Wer Gefallen daran findet, wenn sich buchstäblich blitzartig ein heiterer Himmel in ein Unwetter verwandelt, war am Ostersonntagabend im Ruhrstadion richtig. Als hätte die allmächtige Regie einen Knopf gedrückt wie einst im Spielfilm "Truman Show", verfinsterte sich das Szenario exakt zum Anpfiff des Spiels zwischen dem VfL Bochum und Darmstadt 98 innerhalb weniger Minuten. Blitze zuckten, Regen prasselte und die Fußballer erlebten einen Sturm, der ihre tabellarische Situation perfekt choreografierte.
Dabei ist es gerade mal sechs Wochen her, dass der Himmel über der Fußballstadt Bochum heiter war, sogar "rosarot", wie der Trainer Thomas Letsch am Sonntagabend retrospektiv formulierte. Nach einem 3:2 Mitte Februar gegen die Bayern träumte ganz Bochum vom ausnahmsweise frühzeitigen Klassenerhalt und einem Gefühl der Sicherheit, wie man es am Ruhrstadion sonst nicht kennt.

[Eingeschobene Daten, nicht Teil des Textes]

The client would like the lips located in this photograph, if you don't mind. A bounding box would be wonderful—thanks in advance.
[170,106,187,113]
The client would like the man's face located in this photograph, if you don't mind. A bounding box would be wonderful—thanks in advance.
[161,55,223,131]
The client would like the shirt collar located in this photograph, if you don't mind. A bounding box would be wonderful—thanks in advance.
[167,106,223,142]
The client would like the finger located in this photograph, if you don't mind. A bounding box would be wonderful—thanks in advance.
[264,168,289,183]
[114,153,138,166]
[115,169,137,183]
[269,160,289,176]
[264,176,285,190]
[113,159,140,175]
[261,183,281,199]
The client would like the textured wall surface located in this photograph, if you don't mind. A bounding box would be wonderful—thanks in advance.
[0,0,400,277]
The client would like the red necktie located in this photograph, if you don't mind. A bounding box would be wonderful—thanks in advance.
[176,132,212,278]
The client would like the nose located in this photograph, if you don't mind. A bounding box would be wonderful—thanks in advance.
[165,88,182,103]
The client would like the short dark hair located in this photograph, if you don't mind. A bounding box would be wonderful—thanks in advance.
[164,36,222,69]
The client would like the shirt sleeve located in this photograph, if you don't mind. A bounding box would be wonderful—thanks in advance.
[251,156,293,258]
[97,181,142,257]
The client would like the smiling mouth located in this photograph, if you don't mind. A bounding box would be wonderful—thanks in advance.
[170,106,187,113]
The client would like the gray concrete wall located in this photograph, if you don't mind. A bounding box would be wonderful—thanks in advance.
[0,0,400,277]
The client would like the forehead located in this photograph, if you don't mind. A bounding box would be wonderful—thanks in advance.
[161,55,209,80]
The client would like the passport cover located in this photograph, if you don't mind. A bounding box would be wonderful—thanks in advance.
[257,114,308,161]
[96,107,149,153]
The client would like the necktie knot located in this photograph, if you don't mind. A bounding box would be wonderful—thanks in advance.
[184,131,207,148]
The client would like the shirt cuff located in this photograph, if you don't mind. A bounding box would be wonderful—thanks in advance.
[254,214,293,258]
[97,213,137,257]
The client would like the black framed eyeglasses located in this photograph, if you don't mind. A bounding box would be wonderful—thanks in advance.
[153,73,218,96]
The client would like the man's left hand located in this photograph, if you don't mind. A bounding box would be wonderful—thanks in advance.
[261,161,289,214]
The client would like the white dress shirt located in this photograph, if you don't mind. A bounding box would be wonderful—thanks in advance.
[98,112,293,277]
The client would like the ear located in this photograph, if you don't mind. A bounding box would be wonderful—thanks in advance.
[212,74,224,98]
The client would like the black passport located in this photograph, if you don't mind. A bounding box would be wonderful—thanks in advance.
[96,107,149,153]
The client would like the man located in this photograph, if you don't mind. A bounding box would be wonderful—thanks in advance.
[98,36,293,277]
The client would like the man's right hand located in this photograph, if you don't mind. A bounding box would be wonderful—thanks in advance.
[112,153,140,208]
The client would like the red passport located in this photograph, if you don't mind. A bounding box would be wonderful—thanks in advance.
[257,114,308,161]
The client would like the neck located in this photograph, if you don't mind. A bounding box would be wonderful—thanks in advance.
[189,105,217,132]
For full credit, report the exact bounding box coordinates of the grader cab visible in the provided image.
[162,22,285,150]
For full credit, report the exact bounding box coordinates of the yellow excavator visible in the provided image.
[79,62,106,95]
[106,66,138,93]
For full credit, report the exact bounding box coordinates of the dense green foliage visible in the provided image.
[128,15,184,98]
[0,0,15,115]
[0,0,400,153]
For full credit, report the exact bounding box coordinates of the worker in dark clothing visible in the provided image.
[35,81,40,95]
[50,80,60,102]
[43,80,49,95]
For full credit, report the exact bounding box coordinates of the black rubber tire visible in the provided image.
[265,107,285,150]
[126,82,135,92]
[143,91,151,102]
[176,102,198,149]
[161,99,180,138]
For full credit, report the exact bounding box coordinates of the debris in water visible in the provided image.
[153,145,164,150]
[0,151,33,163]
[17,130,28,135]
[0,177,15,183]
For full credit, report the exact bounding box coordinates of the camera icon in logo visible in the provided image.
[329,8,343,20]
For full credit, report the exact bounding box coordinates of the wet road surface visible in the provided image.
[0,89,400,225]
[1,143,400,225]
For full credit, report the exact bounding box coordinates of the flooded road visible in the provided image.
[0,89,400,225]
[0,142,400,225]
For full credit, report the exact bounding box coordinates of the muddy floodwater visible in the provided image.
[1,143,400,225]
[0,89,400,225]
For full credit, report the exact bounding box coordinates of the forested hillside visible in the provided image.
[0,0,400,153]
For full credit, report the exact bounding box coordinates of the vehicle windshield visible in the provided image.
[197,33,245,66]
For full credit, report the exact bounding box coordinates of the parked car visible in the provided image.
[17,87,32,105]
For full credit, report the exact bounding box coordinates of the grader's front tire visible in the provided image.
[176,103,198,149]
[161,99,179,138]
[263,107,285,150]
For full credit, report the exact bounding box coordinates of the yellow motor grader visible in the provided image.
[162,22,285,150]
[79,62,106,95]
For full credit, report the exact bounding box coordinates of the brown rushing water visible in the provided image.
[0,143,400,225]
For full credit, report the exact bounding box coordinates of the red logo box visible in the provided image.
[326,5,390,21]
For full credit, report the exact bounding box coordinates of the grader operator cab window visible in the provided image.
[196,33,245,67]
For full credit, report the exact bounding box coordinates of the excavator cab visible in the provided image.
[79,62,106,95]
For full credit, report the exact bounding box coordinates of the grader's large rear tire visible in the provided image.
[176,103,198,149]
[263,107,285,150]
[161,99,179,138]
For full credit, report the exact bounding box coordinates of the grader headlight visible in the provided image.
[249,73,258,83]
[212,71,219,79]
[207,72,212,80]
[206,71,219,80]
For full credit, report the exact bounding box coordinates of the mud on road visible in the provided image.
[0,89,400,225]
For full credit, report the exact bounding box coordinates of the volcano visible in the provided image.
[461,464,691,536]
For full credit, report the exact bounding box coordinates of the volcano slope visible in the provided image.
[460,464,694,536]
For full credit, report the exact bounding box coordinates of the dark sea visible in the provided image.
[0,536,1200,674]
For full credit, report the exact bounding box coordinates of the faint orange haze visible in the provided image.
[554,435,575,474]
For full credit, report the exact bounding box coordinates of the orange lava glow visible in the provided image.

Doch eine unterbewusste Sehnsucht nach Drama und Nervenkitzel scheint dieser Mannschaft in den Genen zu stecken. Dem Bayern-Triumph folgten vier Niederlagen nacheinander und gegen das Schlusslicht Darmstadt nun ein umso deprimierenderes 2:2, als die hoch überlegenen Bochumer eine 2:0-Führung in der letzten halben Stunde noch hergaben.
"Es hätte so schön sein können", lamentierte Bochums Doppeltorschütze Philipp Hofmann, der in der vergangenen Saison mit acht Treffern maßgeblich zum Klassenerhalt beigetragen hatte, in dieser Saison mit bislang drei Treffern aber nur schwer in Fahrt kommt. Sein Doppelpack, einen Tag nach seinem 31. Geburtstag, genügte tatsächlich nicht zum erlösenden Sieg. "Das war eine Riesenchance", klagte er über die versäumte Befreiung, "und die nächste Riesenchance haben wir am Samstag in Köln."
Wegweisende Bedeutung für die restliche Saison nicht nur des VfL Bochum, sondern im gesamten Abstiegskampf, besitzt der kommende Samstag, wenn die Bochumer beim Vorletzten 1. FC Köln gastieren, während der Drittletzte Mainz den Letzten Darmstadt empfängt. Mit einem Kölner und einem Mainzer Sieg zöge es auch die Bochumer wieder ganz tief hinein in den Abstiegsstrudel. "Es wird bis zum Saison-Ende gehen", vermutet der Mittelstürmer Hofmann, weil er sich und seine Bochumer Pappenheimer kennt.
Bochum hadert mit zwei Gegentoren, die die Lage im Abstiegskampf verschlechtern
Das phlegmatische Trio vom Tabellenende - Mainz, Köln und Darmstadt - kommt weiter nicht aus dem Quark und schmort in genau dieser Konstellation bereits seit Anfang Dezember im eigenen Saft. Zwischenzeitlich betrug der Rückstand zum rettenden viertletzten Platz bereits acht Punkte, und auch jetzt sind es zwar immer noch sechs, allerdings winkt unverhofft am siebtletzten Spieltag eine neue Dramaturgie, bei der Bochum, Mainz und Köln bis auf vier Punkte zusammenrücken könnten.
Das brächte vom Momentum her vor allem die abbauenden Bochumer in die Bredouille, allerdings besitzt man dort langjährige Erfahrung mit Crunch-Time-Emotionen im Saison-Showdown. Dass der VfL-Sportdirektor Marc Lettau am Sonntagabend etwas überraschend behauptete: "Wir müssen uns keine Sorgen machen", rührte wohl aus seinem Wunsch, "jetzt nicht in Hektik zu verfallen". Auf den Punkt brachte die Bochumer Lage vielmehr die nüchterne Erkenntnis vom Trainer Letsch, dass "wir im Abstiegskampf sind - und zwar schon mittendrin". Letsch, der sich selbst ein bisschen wundert, dass seine Spieler aus dem eigentlich mutschöpfenden Sieg damals gegen die Bayern nicht mehr Kapital zu schlagen wussten, findet die Situation, in der er mit seinem VfL jetzt steckt: "gefährlich!"
Letsch prognostiziert, dass seiner Mannschaft "sieben intensive Wochen" bevorstehen, dass der VfL also wieder bis zum finalen Spieltag zu kämpfen haben wird. So ist es in der vergangenen Saison gewesen, so kennt man es in Bochum. Immerhin bekommt das Stammpublikum fürs Geld das volle Programm: Es bleibt bis zum Ende spannend.